You can also put it in the refrigerator to soak overnight.

2. Drain the soybeans, put them into a wall-breaking machine or soymilk machine (a food processor can also be used), add 500g of water, and grind them for as long as possible. The soymilk will be thicker.

What we need is raw soy milk, so during the process of grinding soy milk, we must choose the non-heating function.

3. After filtering out the bean dregs, put the soy milk into the pot. After it boils over high heat, adjust the heat to medium to low and keep boiling for about 5 minutes. Stir during this period to avoid burning the bottom.

Generally, after filtering out the bean dregs and cooking it over low heat, it will basically not burn the pot.

4. Let the soy milk cool to about 60 degrees or room temperature.
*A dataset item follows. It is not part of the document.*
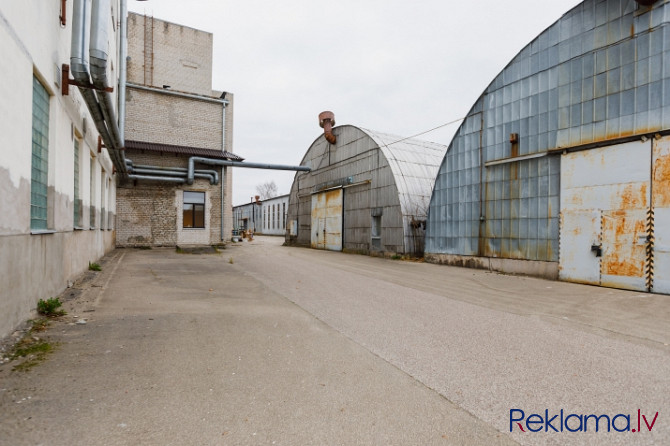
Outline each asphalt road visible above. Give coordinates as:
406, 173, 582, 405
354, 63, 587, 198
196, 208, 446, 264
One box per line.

At this time, prepare 3 eggs, weighing about 180g. Add a little salt and beat into egg liquid. Beat for as long as possible so that there is no protein fascia.

Just fine.

Add another 200g of soy milk and stir evenly again.

As the soy milk cools, a layer of bean skin will form on it. Be careful to pick out the bean skin.

If you want to make more, you can add more eggs. The weight ratio of egg liquid and soy milk should be basically maintained at 1:1.

5. Place tin foil or oil paper on the bottom of the bowl to prevent sticking, otherwise the bottom will not be easily released from the mold after steaming.

Pour in the mixture of egg liquid and soy milk, wait for the water to boil, put it in to steam, steam over medium heat for 15 minutes, turn off the heat and simmer for 5 minutes before serving.

6. Modify the edges and cut into tofu pieces of appropriate size.

The tofu is very tough. Even if the steamed tofu cubes fell off the kitchen counter, they did not fall apart, but there were only two more cracks.